Mr. Shukla said 0.36% of ballot and control units and 1.36% of VVPATs were changed during polling, till 5 p.m. During the mock poll before the polling began, 0.86% of ballot units, 0.71% of control units and 0.99% of VVPATs were changed. In the third phase, there were 133 candidates who had declared criminal cases against them.
Video goes viral
On the eve of polling in Punjab, a purported video of Punjab BJP president Ashwani Sharma had gone viral on social media. The video showed Mr. Sharma addressing a gathering, stating “..a vote for AAP means a vote to break Punjab.. If you don't want to vote for us (BJP), vote for Congress. But don't vote for them who betrays the nation.” Mr. Sharma, however, dismissed it by asserting that his statement was twisted to mislead people. The BJP even filed a complaint with the Election Commission, accusing the Congress of ‘doctoring’ the video and demanded action.
“There is speculation that the traditional parties in power may have some tactical understanding in some constituencies. Some constituencies have very high voter turnout while some others have very low, why?,” asked Ashutosh Kumar, Professor of Political Science at Panjab University.

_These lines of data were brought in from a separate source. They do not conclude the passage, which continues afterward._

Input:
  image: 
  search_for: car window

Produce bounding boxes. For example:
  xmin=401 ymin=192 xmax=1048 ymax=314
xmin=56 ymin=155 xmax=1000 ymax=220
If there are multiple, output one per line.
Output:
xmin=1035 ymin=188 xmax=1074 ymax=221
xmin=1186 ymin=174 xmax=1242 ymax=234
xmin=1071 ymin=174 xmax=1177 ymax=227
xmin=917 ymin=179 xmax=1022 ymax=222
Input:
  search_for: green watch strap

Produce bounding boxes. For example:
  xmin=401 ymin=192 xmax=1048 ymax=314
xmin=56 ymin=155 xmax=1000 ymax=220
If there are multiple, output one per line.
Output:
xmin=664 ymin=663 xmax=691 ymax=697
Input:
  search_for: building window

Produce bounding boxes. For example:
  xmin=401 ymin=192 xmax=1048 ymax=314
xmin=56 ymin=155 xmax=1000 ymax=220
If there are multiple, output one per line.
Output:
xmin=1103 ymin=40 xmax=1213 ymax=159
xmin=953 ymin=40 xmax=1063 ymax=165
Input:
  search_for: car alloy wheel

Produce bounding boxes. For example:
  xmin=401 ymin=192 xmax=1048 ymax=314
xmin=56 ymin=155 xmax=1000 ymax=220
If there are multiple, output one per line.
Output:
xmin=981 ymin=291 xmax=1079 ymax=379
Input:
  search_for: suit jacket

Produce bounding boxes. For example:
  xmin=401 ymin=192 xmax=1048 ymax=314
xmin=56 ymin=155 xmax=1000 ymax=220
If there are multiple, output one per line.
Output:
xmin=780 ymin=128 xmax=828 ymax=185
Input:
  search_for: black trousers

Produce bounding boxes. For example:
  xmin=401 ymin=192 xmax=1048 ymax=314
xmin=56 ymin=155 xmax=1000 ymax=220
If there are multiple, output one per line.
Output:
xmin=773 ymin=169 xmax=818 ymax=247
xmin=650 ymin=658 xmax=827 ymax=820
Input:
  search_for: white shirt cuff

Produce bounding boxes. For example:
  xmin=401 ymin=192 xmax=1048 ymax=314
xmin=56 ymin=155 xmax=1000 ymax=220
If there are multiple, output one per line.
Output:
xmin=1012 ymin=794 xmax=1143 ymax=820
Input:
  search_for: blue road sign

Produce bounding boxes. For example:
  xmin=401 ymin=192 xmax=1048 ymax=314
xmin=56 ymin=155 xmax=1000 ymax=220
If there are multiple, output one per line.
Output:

Pointing out that the low turnout could be attributed to the absence of any wave of a particular political party and the absence of any State-level leader who could emerge as the vote mobiliser, Mr. Kumar said, “Another factor for the lower turnout could be the general disillusionment of ordinary voter from the contestant parties, besides populist promises also seem to have lost seductive value.”
Polling across Punjab was by and large peaceful, however, few incidents of minor clashes were reported. “Till 5 p.m., 63.44% of voting was recorded in Punjab. There was not a single case of disruption of poll and inducement of voters that was brought to the notice of the Commission during the day,” said Chief Electoral Officer S. Karuna Raju. He said that in the morning during the mock poll 146 ballot units, 152 control units and 433 VVPAT machines were replaced, while 72 ballot units, 64 control units and 649 VVPATs were replaced during the conduct of the poll.
“Some minor poll-related incidents were witnessed in the State and a total of 18 First Information Reports have been registered on the day of polling to avert any untoward incidents,” he added.
In Punjab, voting was held for all the 117 Assembly seats in a single phase with 1,304 candidates, including 93 women and two transgenders in the fray. As many as 315 candidates are with criminal antecedents. The counting of votes will take place on March 10.
In the high-stakes battle for Punjab, the ruling Congress is trying hard to defend its turf; the Aam Aadmi Party (AAP) has emerged as the main challenger; the Shiromani Akali Dal (SAD) is seeking to make a political comeback with a new alliance partner – the Bahujan Samaj Party; while the BJP has tied up with former Chief Minister Captain (retd.) Amarinder Singh’s Punjab Lok Congress.